Albert Chang
- Country (sports): Canada
- Born: 27 February 1971 (age 54) Vancouver, British Columbia
- Height: 6 ft 0 in (183 cm)
- Plays: Right-handed
- Prize money: $212,100

Singles
- Career record: 7–18
- Highest ranking: No. 140 (11 September 1995)

Grand Slam singles results
- Wimbledon: 1R (1995, 1996)
- US Open: 1R (1994)

Doubles
- Career record: 2–7
- Highest ranking: No. 212 (22 August 1994)

= Albert Chang =

Canadian tennis player

Albert Chang (born 27 February 1971) is a Canadian former professional tour tennis player. Chang reached a career high singles ranking of world No. 140 in September 1995 and won two Challenger tournaments. He also played Davis Cup for Canada.

Chang was Canada's national junior champion in 1988 and played collegiately at Harvard University, graduating with a degree in biology in 1992. He joined the pro tour in November of the same year, and won his first round match in each of his first three Challengers in singles while in doubles he reached the second round (i.e. the quarter-finals) in his first two events – Halifax and Launceston – while in the third he reached the semi-finals. In just his fifth Challenger, Chang reached the final, of the Vancouver Challenger, and lost it to Kenny Thorne.

Chang, a native in Calgary, took the singles title at the Celle Challenger, in February 1994. Two months later he won a couple of doubles titles, while partnering a couple of doubles legends, first with Daniel Nestor (Nagoya Challenger) and after that with Leander Paes (Manila Challenger). He won one final Challenger in July 1996, the Aptos Challenger.

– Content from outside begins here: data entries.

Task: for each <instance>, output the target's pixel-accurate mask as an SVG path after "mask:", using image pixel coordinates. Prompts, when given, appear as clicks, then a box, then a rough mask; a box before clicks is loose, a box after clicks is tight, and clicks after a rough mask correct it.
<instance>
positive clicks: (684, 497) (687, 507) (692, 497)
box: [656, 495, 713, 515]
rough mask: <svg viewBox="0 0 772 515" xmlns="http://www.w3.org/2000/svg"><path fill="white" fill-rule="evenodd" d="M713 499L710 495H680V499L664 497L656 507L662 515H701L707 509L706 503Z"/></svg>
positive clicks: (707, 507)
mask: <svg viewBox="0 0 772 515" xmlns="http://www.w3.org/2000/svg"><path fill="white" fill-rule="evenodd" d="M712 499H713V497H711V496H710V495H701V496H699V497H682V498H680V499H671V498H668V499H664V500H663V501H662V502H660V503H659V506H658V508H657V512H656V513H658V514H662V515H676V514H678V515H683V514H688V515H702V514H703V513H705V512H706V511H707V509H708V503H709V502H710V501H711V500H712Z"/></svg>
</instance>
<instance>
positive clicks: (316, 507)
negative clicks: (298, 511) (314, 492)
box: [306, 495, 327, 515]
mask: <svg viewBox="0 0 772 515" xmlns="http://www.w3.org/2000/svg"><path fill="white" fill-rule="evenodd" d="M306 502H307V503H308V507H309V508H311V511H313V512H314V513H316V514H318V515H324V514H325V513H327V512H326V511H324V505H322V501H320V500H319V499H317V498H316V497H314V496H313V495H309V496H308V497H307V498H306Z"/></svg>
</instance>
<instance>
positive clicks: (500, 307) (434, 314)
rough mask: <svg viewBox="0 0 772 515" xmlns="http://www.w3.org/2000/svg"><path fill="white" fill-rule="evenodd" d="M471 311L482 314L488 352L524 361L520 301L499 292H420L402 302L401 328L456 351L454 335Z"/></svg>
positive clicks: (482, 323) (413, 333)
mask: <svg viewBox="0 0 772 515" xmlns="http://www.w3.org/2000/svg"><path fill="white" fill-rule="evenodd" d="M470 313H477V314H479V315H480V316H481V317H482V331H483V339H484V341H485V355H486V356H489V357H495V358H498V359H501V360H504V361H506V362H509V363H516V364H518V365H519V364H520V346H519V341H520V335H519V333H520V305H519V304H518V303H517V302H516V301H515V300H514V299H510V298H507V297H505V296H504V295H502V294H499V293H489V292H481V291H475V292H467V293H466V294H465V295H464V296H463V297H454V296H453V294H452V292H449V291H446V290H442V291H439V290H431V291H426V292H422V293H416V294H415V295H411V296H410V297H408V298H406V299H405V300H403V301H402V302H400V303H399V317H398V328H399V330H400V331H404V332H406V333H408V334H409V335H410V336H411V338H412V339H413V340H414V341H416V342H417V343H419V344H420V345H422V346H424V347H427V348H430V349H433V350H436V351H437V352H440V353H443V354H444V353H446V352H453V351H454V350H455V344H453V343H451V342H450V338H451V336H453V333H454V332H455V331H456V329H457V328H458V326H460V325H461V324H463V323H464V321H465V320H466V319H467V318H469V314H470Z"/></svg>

Chang appeared in the main draw of a Grand Slam tournament three times, all in singles – the 1994 U.S. Open, 1995 Wimbledon Championships, and 1996 Wimbledon Championships. In all three events he lost in the first round, winning only one set. Chang's best result in an ATP Tour event was reaching the quarter-finals of the 1994 Beijing Grand Prix and 1995 Volvo International in singles and the same round in doubles partnering Brian Gyetko at the 1994 Canadian Open.

Chang contested two Davis Cup rubbers in two separate ties. In 1995 versus Colombia he won a dead rubber over Carlos Drada on carpet in Kelowna. The following year he lost to Jimy Szymanski in the deciding rubber in an away tie versus Venezuela.

==Personal==

Chang's father, Airman, is a pathologist and a native of Hong Kong while his mother, Yolanda, a botanist, is a native of Taiwan.